Philippians 2:10-11 10with the result that at the name of Jesus every knee should bow, in heaven and on earth and under the earth, 11and every tongue confess that Jesus Christ is Lord, to the glory of God the Father. 

The result of God’s exaltation of Jesus to the highest place of honor is that everything ever created will acknowledge this honor. The name of the Messiah is now repeated. There is something special about the name Jesus. No one else can truly bear that name with authenticity and power. There were people named Joshua in the ancient world and people named Jesus even today, but they do not bare the same honor and authority as Savior of the world. When the name Jesus is mentioned, it should elicit awe, wonder, and worship.

There is a time bound and timeless aspect to these verses. People can acknowledge the lordship of Jesus now, in this lifetime, and so receive eternal life, or they can refuse this and be forced to acknowledge this in eternity. There is no compromise in Paul’s statement.The three location descriptions implies that this acknowledgement will take place at judgment. Jesus will be the judge that people will stand before on the day of the reckoning (Romans 2:16; 2 Timothy 4:1). At that point, every tongue will confess and acknowledge Jesus Christ is Lord. The verse does not say enough to determine what in heaven and on earth and under the earth all mean. This may simply be an exhaustive statement that means all people, both living and dead, will confess Jesus’ supremacy.

To confess Jesus Christ as Lord is significant. The description Lord (kyrios) is used for God’s divine name in the Septuagint, the Old Testament Greek translation. It would be significant for a Jew to make this confession. In the Greek speaking world, there were many “masters,” from local householders all the way to the emperor. People were charged to say the statement, “Caesar is Lord.” Christians could not in good faith make this confession and as a result, suffered persecution, imprisonment, and even martyrdom. This confession was central to early Christian faith. Paul wrote, “If you declare with your mouth that Jesus is Lord and believe in your heart that God raised him from the dead, you will be saved” (Romans 10:9). A person can say this only because of the work of the Holy Spirit who brings God’s grace to our dead spirits (1 Corinthians 12:3).

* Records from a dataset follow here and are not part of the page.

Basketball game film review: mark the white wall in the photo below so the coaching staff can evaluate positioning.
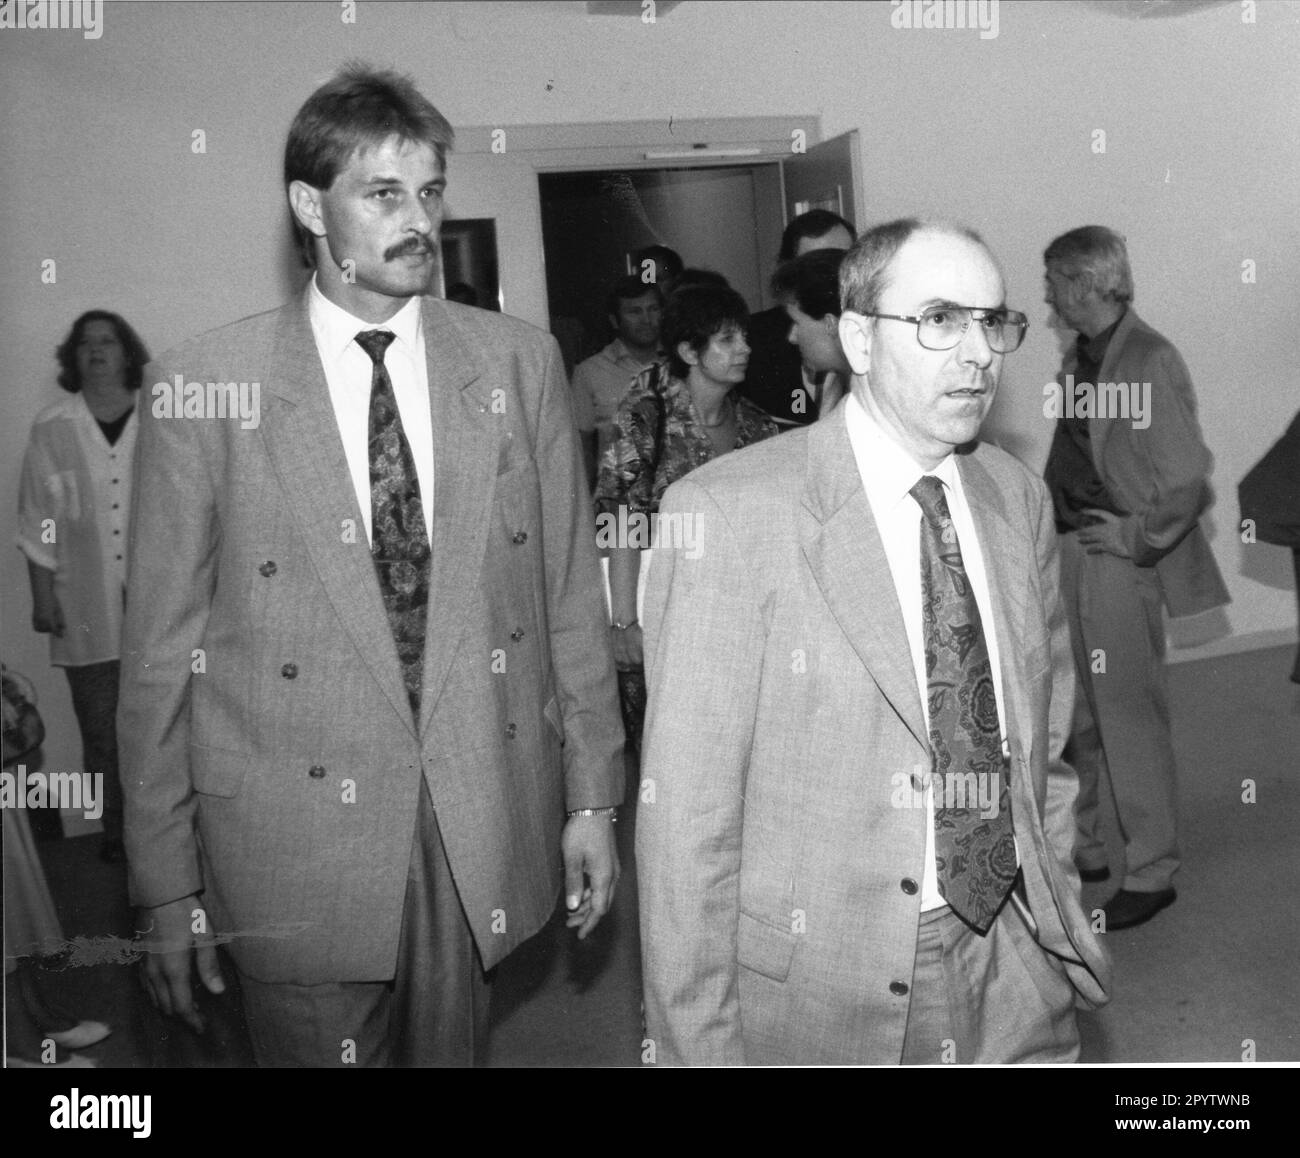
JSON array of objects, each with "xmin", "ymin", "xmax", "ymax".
[
  {"xmin": 3, "ymin": 1, "xmax": 1297, "ymax": 817},
  {"xmin": 445, "ymin": 151, "xmax": 547, "ymax": 324}
]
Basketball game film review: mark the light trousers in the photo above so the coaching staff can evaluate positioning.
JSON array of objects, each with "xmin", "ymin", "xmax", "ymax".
[{"xmin": 1058, "ymin": 531, "xmax": 1180, "ymax": 893}]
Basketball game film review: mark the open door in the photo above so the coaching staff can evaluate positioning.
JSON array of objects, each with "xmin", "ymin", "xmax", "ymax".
[{"xmin": 780, "ymin": 128, "xmax": 865, "ymax": 230}]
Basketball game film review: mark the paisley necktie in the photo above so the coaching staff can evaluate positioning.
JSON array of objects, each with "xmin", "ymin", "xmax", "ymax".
[
  {"xmin": 910, "ymin": 474, "xmax": 1017, "ymax": 932},
  {"xmin": 357, "ymin": 329, "xmax": 430, "ymax": 719}
]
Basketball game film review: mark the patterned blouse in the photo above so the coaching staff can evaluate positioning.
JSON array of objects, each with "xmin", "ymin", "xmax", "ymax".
[{"xmin": 595, "ymin": 363, "xmax": 781, "ymax": 519}]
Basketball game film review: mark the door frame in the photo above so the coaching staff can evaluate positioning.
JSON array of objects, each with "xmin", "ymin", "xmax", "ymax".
[{"xmin": 451, "ymin": 116, "xmax": 835, "ymax": 324}]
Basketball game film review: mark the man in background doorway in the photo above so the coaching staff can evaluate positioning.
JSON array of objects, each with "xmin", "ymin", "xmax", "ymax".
[
  {"xmin": 742, "ymin": 209, "xmax": 855, "ymax": 428},
  {"xmin": 572, "ymin": 277, "xmax": 664, "ymax": 489},
  {"xmin": 633, "ymin": 245, "xmax": 683, "ymax": 301}
]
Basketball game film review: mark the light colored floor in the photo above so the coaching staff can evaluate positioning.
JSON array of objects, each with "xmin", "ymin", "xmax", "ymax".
[
  {"xmin": 1075, "ymin": 644, "xmax": 1300, "ymax": 1064},
  {"xmin": 19, "ymin": 646, "xmax": 1299, "ymax": 1066},
  {"xmin": 487, "ymin": 644, "xmax": 1300, "ymax": 1066}
]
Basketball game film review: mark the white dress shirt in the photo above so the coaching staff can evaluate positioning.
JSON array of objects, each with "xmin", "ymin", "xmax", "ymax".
[
  {"xmin": 843, "ymin": 393, "xmax": 1013, "ymax": 911},
  {"xmin": 307, "ymin": 276, "xmax": 433, "ymax": 545}
]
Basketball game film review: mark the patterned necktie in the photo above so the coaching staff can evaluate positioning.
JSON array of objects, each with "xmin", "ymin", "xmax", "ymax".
[
  {"xmin": 910, "ymin": 475, "xmax": 1016, "ymax": 933},
  {"xmin": 356, "ymin": 329, "xmax": 430, "ymax": 719}
]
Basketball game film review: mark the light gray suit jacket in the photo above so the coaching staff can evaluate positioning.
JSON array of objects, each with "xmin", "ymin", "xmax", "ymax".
[
  {"xmin": 637, "ymin": 412, "xmax": 1111, "ymax": 1065},
  {"xmin": 119, "ymin": 290, "xmax": 624, "ymax": 983},
  {"xmin": 1059, "ymin": 307, "xmax": 1229, "ymax": 616}
]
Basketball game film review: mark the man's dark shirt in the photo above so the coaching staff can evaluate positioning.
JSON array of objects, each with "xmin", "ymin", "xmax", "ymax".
[
  {"xmin": 1045, "ymin": 312, "xmax": 1126, "ymax": 533},
  {"xmin": 739, "ymin": 306, "xmax": 817, "ymax": 427}
]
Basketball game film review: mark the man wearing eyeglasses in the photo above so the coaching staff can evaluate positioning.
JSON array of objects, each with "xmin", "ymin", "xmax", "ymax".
[
  {"xmin": 637, "ymin": 218, "xmax": 1111, "ymax": 1065},
  {"xmin": 1043, "ymin": 226, "xmax": 1229, "ymax": 931}
]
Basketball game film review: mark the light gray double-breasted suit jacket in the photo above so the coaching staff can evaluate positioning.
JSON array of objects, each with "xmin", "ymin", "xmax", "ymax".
[
  {"xmin": 637, "ymin": 411, "xmax": 1112, "ymax": 1065},
  {"xmin": 119, "ymin": 289, "xmax": 624, "ymax": 984}
]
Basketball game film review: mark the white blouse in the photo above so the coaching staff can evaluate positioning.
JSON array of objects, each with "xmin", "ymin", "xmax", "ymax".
[{"xmin": 17, "ymin": 392, "xmax": 136, "ymax": 667}]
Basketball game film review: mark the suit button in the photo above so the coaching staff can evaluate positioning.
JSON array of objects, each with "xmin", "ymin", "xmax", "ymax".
[
  {"xmin": 281, "ymin": 663, "xmax": 298, "ymax": 679},
  {"xmin": 889, "ymin": 981, "xmax": 909, "ymax": 996},
  {"xmin": 900, "ymin": 878, "xmax": 918, "ymax": 895},
  {"xmin": 259, "ymin": 561, "xmax": 277, "ymax": 577},
  {"xmin": 504, "ymin": 723, "xmax": 517, "ymax": 739},
  {"xmin": 512, "ymin": 531, "xmax": 527, "ymax": 545},
  {"xmin": 308, "ymin": 765, "xmax": 326, "ymax": 779},
  {"xmin": 510, "ymin": 629, "xmax": 524, "ymax": 642}
]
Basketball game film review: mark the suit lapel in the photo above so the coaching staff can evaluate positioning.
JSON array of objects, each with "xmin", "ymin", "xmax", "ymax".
[
  {"xmin": 259, "ymin": 291, "xmax": 415, "ymax": 731},
  {"xmin": 416, "ymin": 298, "xmax": 498, "ymax": 733},
  {"xmin": 957, "ymin": 451, "xmax": 1030, "ymax": 664},
  {"xmin": 1087, "ymin": 306, "xmax": 1140, "ymax": 466},
  {"xmin": 801, "ymin": 417, "xmax": 929, "ymax": 752}
]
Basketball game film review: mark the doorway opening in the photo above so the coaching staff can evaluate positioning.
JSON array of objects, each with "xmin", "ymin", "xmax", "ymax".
[{"xmin": 538, "ymin": 163, "xmax": 781, "ymax": 372}]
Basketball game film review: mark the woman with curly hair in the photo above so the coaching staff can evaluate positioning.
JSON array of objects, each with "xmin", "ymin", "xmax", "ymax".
[
  {"xmin": 595, "ymin": 283, "xmax": 779, "ymax": 747},
  {"xmin": 17, "ymin": 310, "xmax": 150, "ymax": 862}
]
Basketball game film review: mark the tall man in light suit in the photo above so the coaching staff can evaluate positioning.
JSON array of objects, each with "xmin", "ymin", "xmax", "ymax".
[
  {"xmin": 638, "ymin": 220, "xmax": 1111, "ymax": 1065},
  {"xmin": 119, "ymin": 66, "xmax": 624, "ymax": 1066},
  {"xmin": 1043, "ymin": 226, "xmax": 1228, "ymax": 930}
]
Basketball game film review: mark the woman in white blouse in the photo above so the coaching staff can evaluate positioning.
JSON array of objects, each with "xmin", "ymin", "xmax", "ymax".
[{"xmin": 18, "ymin": 311, "xmax": 150, "ymax": 863}]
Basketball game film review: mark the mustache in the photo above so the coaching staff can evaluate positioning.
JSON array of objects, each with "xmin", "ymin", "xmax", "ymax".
[{"xmin": 385, "ymin": 236, "xmax": 436, "ymax": 261}]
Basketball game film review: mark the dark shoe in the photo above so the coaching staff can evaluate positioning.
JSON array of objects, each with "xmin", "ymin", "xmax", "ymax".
[
  {"xmin": 99, "ymin": 838, "xmax": 126, "ymax": 864},
  {"xmin": 1103, "ymin": 887, "xmax": 1176, "ymax": 931},
  {"xmin": 1078, "ymin": 864, "xmax": 1111, "ymax": 884}
]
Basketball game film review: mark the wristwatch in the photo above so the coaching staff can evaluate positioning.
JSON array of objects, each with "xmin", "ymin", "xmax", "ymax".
[{"xmin": 567, "ymin": 806, "xmax": 618, "ymax": 823}]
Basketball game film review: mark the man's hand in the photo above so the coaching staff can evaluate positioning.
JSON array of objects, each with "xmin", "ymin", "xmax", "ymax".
[
  {"xmin": 561, "ymin": 814, "xmax": 621, "ymax": 940},
  {"xmin": 611, "ymin": 623, "xmax": 644, "ymax": 670},
  {"xmin": 135, "ymin": 895, "xmax": 226, "ymax": 1033},
  {"xmin": 1077, "ymin": 509, "xmax": 1132, "ymax": 558},
  {"xmin": 28, "ymin": 562, "xmax": 65, "ymax": 637},
  {"xmin": 32, "ymin": 594, "xmax": 65, "ymax": 637}
]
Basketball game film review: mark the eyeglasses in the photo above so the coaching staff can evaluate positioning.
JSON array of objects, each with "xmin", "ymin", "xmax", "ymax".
[{"xmin": 863, "ymin": 306, "xmax": 1029, "ymax": 354}]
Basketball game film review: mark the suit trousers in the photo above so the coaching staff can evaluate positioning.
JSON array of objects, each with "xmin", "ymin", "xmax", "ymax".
[
  {"xmin": 900, "ymin": 899, "xmax": 1080, "ymax": 1064},
  {"xmin": 63, "ymin": 660, "xmax": 124, "ymax": 844},
  {"xmin": 237, "ymin": 778, "xmax": 492, "ymax": 1067},
  {"xmin": 1058, "ymin": 531, "xmax": 1180, "ymax": 892}
]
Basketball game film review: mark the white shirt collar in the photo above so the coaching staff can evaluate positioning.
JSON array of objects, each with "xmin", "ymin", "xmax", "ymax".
[
  {"xmin": 308, "ymin": 275, "xmax": 424, "ymax": 364},
  {"xmin": 608, "ymin": 337, "xmax": 662, "ymax": 366},
  {"xmin": 844, "ymin": 391, "xmax": 958, "ymax": 508}
]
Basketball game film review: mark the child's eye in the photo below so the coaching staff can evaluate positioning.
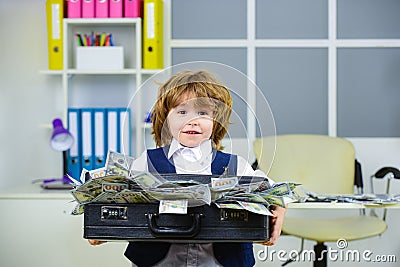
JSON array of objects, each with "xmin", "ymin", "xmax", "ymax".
[
  {"xmin": 198, "ymin": 111, "xmax": 208, "ymax": 116},
  {"xmin": 177, "ymin": 110, "xmax": 186, "ymax": 115}
]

To confess (exomologēsētai) requires outward acknowledgement of an internal belief. However, this must be more than a movement of the voice and mouth. It must come from the deepest recesses of our being. It will require that we put Jesus as supreme in our lives. We must come to the point, like Paul, as say, “to live is Christ” (Philippians 1:21). This was the most basic need of the Philippian church. If they would begin here, everything else they faced and all the decisions they had to make would fall into place. Their priorities would line up with God’s priorities. To acknowledge the supremacy of Christ will bring glory to God the Father. It would accept God’s plan of salvation. We have been created for this very purpose. We will find our greatest fulfillment in making Jesus our Lord and Savior. This is both the beginning and end of our existence.